Las cosas están cambiando en el mundo entero. Primero, como parte del rechazo a cualquier forma de racismo en el contexto actual, luego del asesinato de Floyd, Pepsico anunció en EEUU que la marca de panqueques y sirope Aunt Jemima, cambiará su nombre, basado en un estereotipo racial, y su logotipo, basado en Nancy Green, una cocinera negra que nació como esclava en el siglo XIX.

A pesar de que la imagen de la mujer que aparecía en los productos fue ‘modernizada’ hace años, el origen e incluso el nombre Aunt Jemima, estaba ligada a la mujer negra esclava dedicada al trabajo de cocina y a la crianza de los niños de la casa, que justamente, en muchos casos, le llamaban tía.

Lo mismo pasó con Negrita, que más que la palabra misma, es el dibujo/logotipo de los productos que nos presenta a una mujer negra con el pañuelo en la cabeza (que le obligaban a usar para ocultar su cabello crespo), el que ya resulta inapropiado, porque refuerza un estereotipo.

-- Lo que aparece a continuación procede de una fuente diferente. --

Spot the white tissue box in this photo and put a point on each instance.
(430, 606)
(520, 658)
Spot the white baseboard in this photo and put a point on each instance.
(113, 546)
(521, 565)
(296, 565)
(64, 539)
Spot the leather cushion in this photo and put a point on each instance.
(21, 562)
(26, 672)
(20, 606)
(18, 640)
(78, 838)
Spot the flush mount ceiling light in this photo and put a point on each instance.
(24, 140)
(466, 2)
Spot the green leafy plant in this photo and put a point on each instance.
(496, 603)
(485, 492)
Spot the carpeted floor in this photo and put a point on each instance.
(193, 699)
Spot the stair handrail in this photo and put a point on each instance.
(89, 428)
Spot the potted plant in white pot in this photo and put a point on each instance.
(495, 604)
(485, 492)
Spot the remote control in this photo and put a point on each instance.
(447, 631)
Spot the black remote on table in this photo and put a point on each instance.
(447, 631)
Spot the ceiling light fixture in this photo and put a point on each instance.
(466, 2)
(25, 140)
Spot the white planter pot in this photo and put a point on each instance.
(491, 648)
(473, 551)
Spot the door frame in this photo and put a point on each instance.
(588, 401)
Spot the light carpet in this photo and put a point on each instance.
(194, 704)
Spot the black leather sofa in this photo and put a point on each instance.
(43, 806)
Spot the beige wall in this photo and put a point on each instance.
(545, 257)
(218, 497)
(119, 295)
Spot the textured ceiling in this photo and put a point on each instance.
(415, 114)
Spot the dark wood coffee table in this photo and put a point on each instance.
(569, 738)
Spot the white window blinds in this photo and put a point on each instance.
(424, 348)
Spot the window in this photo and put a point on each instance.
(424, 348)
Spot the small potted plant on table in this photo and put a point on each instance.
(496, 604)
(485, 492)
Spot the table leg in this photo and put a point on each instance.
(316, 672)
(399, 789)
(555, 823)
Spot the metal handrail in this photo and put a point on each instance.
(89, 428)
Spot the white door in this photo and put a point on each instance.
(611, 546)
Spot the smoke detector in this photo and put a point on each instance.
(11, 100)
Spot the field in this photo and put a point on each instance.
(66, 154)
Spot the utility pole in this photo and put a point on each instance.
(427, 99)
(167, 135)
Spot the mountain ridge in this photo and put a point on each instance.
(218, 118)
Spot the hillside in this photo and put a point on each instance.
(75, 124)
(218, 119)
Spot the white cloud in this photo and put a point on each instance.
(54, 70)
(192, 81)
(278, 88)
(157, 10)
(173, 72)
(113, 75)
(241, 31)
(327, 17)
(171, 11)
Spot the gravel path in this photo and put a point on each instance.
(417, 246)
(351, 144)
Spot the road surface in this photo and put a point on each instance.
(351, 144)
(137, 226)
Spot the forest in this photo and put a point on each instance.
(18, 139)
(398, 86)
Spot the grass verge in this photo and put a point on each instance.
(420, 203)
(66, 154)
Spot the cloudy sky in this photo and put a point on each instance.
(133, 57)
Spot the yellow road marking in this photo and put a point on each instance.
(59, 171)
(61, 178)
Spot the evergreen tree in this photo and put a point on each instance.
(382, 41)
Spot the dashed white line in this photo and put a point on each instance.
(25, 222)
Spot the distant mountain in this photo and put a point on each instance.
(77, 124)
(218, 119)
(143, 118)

“La forma en que las sociedades abordan la diversidad y el racismo ha evolucionado en todo este tiempo. Como resultado de este proceso de cambio y avance, hoy vemos con otros ojos lo que simbolizan marcas e imágenes que llevan décadas de presencia en América Latina, incluida ‘Negrita’ en el Perú. Aquello que antes podía considerarse positivo, hoy resulta inapropiado, pues todos somos más conscientes de que se consolidan estereotipos que buscamos superar”, señaló Alicorp en su comunicado.

Y creo que allí está la clave todo: “Aquello que antes podía considerarse positivo, hoy resulta inapropiado”. Por ejemplo, si nos vamos a otro tema y recordamos el sketch de ‘La Nena’ de Francella: un padre que le tenía ganas a la amiga de su hija, en edad escolar y en cada episodio trataba de seducirla, es decir ¡un pedófilo! Pero todos nos reíamos de esa secuencia y Julieta Prandi se hizo famosa en nuestro por ese personaje y hasta la trajeron para que participe en algún programa. Hoy un sketch así, sería impensable, sobre todo, después de tanto trabajo por concientizar a nuestra sociedad sobre derechos de la mujer y prevención de violaciones y feminicidios.

Igual, pasa con la toma de conciencia de los derechos de los afroperuanos, los indígenas, los serranos, los cholos. Ya no se puede pasar por alto gestos racistas. Y no se trata de lo que algunos llaman burlonamente el ‘politicorrectismo’, ese por el cual algunas personas se sienten parte del cambio diciendo cosas como: “Yo tengo amigos negros, mi peluquera es gay, manejo un auto híbrido y reciclo la basura, pero no me cambien mi marca de mazamorra, no exageren”.

No es exageración. Los tiempos, felizmente, han cambiado. Muchas cosas que antes estaban normalizadas, hoy nos horrorizan y eso es bueno. Eso significa que estamos evolucionando como seres humanos y como sociedad ¿Si Alicorp lo hace después de 60 años? ¿Si es una copia de lo que hizo Pepsico? ¡Qué importa! quizás sea el momento preciso porque el entorno del cambio social se presta para ello. Y, por último, no se trata de una consulta popular, es la decisión de una empresa privada. Si te gustan o no la mazamorra y demás postres de esa marca, te seguirán gustando o no gustando, se llame Negrita o no ¿en qué te afecta para que te indignes tanto?